I have lots to do here in the house and don’t have to be anywhere till Thursday, so it’s all okay.
Yesterday, we had mixed precipitation including rain, hail, graupel, ice, and a tiny bit of snow. Not to mention the snow already on the ground.
The cloud in the photo brought us a cold front.
This morning, we have sun but the yard is soggy with about 5 inches of standing water. Maybe the sun and wind will dry things out, allowing us to prune trees before leaving February behind.
Five years ago, I planted 13 trees not far from the house. Nine are visible in the photo, all getting ready to leaf out. Suckers and lower branches need to be removed before spring. But first, I have to NOT sink to my ankles in the swamp that my yard’s become.

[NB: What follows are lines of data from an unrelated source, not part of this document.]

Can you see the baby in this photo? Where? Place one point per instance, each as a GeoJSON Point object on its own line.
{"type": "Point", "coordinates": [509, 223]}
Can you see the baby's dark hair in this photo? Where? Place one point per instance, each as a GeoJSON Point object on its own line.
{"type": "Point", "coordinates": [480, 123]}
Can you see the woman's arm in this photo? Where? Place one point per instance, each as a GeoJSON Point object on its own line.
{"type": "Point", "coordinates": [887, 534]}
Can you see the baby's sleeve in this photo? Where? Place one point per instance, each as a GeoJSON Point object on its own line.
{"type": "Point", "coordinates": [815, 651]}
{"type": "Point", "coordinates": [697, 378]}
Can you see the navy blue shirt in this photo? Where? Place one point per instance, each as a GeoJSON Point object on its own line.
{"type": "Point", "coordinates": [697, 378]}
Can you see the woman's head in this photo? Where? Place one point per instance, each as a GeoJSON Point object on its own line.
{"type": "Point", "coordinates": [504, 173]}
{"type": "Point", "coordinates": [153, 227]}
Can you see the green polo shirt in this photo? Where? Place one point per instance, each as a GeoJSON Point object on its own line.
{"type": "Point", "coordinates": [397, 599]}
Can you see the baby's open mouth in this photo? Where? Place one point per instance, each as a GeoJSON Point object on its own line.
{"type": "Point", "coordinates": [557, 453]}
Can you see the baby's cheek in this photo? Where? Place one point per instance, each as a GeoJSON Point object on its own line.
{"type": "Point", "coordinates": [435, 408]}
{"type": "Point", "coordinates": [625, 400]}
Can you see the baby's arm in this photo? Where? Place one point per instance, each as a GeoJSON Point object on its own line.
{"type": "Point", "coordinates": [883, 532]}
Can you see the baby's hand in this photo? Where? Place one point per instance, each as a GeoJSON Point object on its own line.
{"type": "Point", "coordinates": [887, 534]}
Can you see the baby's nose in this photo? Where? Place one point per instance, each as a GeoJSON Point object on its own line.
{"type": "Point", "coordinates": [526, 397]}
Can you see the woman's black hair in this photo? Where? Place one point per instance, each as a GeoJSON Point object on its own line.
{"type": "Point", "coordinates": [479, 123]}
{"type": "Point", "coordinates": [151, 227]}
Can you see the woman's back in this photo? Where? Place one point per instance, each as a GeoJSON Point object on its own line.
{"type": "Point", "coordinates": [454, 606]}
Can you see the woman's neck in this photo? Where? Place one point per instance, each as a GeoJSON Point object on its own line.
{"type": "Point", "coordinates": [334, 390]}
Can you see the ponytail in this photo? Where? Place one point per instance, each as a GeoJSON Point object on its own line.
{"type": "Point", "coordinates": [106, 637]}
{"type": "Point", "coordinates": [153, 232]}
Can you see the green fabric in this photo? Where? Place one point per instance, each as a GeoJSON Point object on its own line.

Yes, that’s about three inches of snow. But the frogs keep on dancing anyway. Meanwhile, in the basement, I have 14 pots of leaf lettuce and 12 Ophelia Eggplant seeds germinating.
The snow isn’t finished with us–more coming Tuesday, Wednesday and next Saturday, but spring is so close, I can almost taste it.
The view out our window–about a foot of snow fell yesterday. Today, we’re worried about getting out. How long until the snowplow scrapes that foot of snow off our mile of country (gravel) road? Will our 4-wheel drive get us to the highway?
When is important. Jim has to get to the airport early Tuesday morning, 56 miles away and the only problem may be our mile.
Maybe I should’ve called this blizzard Sunday. Snow is predicted for later today. Last night, the weather said a dusting, with 7 inches up north. This morning, the prediction was upped to 2-3 inches for us, with 14 inches farther north.
No rain or snow yet, but the wind is 20 MPH and my pin oaks are bending ominously.
Another pink sky last night–beauty before the storm.
A dusting of snow. A hard freeze. Fifteen MPH winds. I wonder if any of my perennials and tender shrubs will survive.